Until There's A Cure Foundation
- Formation: 1993
- Tax ID no.: 94-3181306
- Purpose: HIV/AIDS Awareness
- Location: Redwood City, CA;
- Key people: Nora Hanna, Executive Director
- Affiliations: Immunity Project
- Revenue: $233,784 (2016)
- Expenses: $300,080 (2016)
- Website: until.org

= Until There's a Cure =

Until There's A Cure is a national organization based in Redwood City, California, dedicated to eradicating HIV/AIDS by raising awareness and funds to combat the pandemic. The organization raises money for research, treatment, and care of people living with HIV and AIDS through fundraisers, the sale of bracelets, and donations.

The mission of Until There's A Cure is to fund prevention education, care services, and vaccine development, and to increase public awareness of AIDS, using The Bracelet as the tool. The Bracelet not only serves as a bridge to unite people to fight HIV/AIDS, but also helps to increase consciousness, compassion, understanding, and responsibility.

Until There's A Cure funds programs which promote AIDS awareness and prevention education, provides financial support for care and services for those living with an AIDS diagnosis, and supports and advocates for HIV vaccine development.

==History==
Until There's a Cure was created in 1993 by two California mothers who were concerned about the effects of HIV/AIDS on their children. The Foundation was the first non-profit to create and sell a bracelet to raise money for a cause.

==Bracelets==
Much of the Foundation’s revenue comes from the sale of bracelets of various styles.
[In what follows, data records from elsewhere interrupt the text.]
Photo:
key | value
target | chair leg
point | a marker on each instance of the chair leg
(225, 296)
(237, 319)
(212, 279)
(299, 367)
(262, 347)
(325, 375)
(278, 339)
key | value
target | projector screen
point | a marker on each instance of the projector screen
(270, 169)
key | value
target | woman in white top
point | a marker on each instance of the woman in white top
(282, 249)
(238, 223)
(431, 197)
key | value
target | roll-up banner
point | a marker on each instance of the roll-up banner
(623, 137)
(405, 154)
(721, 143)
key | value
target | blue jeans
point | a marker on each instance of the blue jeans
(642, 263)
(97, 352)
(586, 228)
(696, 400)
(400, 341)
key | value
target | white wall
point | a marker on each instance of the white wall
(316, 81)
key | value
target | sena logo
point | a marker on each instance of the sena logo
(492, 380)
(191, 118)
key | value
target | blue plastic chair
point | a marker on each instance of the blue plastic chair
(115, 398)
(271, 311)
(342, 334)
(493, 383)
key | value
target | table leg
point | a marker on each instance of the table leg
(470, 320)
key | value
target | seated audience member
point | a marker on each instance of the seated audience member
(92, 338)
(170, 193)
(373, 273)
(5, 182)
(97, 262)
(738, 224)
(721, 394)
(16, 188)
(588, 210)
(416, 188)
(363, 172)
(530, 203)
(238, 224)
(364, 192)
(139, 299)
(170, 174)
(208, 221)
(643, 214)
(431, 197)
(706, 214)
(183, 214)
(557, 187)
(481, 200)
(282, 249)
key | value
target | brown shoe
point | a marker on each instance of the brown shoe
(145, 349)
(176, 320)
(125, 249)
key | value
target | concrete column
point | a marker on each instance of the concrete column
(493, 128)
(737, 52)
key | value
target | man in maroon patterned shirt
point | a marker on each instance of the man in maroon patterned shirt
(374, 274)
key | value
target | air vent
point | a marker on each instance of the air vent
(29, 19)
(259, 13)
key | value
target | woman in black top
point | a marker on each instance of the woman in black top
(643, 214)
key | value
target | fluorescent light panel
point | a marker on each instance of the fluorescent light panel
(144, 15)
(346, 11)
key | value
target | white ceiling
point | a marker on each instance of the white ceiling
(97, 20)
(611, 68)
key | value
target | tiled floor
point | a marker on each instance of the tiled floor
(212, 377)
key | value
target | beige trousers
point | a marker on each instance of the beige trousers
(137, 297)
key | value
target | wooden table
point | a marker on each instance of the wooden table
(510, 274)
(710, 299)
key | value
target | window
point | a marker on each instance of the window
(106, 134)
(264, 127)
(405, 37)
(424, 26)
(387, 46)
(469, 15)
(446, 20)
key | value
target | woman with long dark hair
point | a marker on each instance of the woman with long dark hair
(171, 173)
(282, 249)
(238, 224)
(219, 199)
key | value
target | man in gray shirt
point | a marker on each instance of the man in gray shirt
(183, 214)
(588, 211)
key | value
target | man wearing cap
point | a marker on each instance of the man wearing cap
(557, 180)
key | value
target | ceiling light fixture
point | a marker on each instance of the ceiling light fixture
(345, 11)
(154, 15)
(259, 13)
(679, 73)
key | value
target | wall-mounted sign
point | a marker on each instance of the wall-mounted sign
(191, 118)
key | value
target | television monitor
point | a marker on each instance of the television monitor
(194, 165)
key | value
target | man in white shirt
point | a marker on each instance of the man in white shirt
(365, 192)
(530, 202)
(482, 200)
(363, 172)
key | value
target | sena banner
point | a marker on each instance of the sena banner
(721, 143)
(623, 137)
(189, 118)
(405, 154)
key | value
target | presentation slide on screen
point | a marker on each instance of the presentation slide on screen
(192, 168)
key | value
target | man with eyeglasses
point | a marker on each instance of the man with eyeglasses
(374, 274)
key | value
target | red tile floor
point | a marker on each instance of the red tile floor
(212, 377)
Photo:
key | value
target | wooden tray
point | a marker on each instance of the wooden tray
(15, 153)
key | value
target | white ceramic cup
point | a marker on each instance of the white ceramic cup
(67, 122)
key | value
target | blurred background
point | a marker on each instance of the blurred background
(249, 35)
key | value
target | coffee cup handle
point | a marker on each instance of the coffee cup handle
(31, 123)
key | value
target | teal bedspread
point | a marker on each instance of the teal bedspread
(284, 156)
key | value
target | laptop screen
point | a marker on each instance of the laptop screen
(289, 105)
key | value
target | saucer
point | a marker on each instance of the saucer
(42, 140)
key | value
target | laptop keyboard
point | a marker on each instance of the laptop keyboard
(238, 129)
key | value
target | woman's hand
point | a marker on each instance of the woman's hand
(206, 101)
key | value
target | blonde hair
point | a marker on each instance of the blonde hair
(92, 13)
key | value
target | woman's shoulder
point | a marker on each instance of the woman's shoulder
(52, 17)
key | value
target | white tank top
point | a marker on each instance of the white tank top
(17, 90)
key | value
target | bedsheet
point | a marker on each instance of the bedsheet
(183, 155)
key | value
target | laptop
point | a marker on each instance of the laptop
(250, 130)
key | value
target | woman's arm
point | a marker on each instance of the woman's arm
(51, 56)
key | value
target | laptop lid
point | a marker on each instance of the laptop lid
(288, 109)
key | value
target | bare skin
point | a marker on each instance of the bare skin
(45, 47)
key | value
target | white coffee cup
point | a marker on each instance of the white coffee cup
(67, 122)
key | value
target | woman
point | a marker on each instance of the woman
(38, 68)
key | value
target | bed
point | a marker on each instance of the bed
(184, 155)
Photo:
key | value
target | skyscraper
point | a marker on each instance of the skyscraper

The first bracelet was the silver cuff, created to spur conversation about what was, in 1993, a sensitive topic. Inspired by the POW-MIA bracelets from the Vietnam War, the bracelet was created by Isabel Geddes of Florence, Italy, in 1993. Since then, many more styles have been added to Until’s inventory. Some of these bracelets are factory made, while others are made through individual craftsmen.

Many of the bracelets are hand-made by women living with HIV in developing countries all over the world. These women receive the funds from the sale of their bracelets in order to help pay for their HIV medication or other important expenses they may not otherwise be able to afford, such as sending their daughters to school.

==Partners==
Until There's a Cure partners with many organizations and people. The main ones are listed here, but there are many more.
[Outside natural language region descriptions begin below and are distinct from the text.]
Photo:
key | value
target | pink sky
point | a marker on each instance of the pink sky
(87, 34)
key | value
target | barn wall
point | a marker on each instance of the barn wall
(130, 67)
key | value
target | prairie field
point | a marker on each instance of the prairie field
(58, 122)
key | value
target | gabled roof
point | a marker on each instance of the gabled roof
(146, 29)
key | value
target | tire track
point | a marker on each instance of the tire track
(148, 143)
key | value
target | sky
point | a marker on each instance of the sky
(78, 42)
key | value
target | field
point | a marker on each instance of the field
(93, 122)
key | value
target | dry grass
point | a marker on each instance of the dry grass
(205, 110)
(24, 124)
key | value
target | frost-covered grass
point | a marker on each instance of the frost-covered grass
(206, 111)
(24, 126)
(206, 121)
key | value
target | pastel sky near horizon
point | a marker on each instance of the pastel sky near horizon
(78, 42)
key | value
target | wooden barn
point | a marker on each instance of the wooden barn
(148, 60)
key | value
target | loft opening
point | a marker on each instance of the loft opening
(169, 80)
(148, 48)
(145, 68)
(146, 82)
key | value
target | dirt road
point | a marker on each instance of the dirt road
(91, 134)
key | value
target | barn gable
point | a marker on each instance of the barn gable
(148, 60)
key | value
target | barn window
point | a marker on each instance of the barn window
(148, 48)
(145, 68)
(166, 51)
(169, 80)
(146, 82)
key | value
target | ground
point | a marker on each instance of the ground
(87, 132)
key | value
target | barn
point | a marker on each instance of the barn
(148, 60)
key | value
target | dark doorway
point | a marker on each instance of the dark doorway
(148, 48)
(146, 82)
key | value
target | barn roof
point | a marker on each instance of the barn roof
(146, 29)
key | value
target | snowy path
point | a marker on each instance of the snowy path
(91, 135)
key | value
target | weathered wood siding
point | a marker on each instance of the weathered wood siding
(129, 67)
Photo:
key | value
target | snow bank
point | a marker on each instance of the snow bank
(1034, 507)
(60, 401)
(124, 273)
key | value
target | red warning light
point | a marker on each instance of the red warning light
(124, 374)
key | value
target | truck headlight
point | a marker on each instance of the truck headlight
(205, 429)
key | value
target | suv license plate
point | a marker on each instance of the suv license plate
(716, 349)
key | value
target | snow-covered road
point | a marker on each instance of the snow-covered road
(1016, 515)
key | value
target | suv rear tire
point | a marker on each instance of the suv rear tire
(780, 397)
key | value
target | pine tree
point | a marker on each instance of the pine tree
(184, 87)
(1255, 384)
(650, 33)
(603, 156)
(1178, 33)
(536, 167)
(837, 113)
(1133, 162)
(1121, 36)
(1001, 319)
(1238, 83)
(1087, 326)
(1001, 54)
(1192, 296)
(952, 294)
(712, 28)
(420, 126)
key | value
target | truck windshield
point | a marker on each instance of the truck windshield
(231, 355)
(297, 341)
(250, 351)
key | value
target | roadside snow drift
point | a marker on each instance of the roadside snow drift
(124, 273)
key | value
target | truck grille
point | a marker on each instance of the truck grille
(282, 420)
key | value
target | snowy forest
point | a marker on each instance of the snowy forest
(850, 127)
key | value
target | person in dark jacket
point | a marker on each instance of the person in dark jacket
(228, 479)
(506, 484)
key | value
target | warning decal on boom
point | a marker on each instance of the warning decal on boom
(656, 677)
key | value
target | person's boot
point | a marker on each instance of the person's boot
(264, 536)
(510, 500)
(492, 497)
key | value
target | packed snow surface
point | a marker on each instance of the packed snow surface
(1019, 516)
===San Francisco Giants===
In partnership with the San Francisco Giants, Until There's a Cure hosts a fundraiser during one game a year. This fundraiser, which includes raffle tickets, bracelet sales, and an announcement at half-time, is the organization's biggest fundraiser all year. They have been partnering with the SF Giants for over 20 years, and have raised $1.5 million together.

===Cheer for Life===
Cheer SF helps Until There's a Cure to fund-raise at various events, including the yearly Giants Game.

===Celebrities===
Various celebrities have been a part of Until’s public service announcements. Many actors and other people have been photographed by Michael Collopy wearing Until’s bracelets in order to raise awareness for the cause. Some celebrity endorsements include Alan Cumming, Jessica Alba, and Tara Reid.

===Timothy R Brown Foundation===
Timothy Ray Brown, more commonly known as the Berlin patient, is the first person to be officially cured of HIV/AIDS. Until There's a Cure partners with his foundation, and sells the pin created especially for him.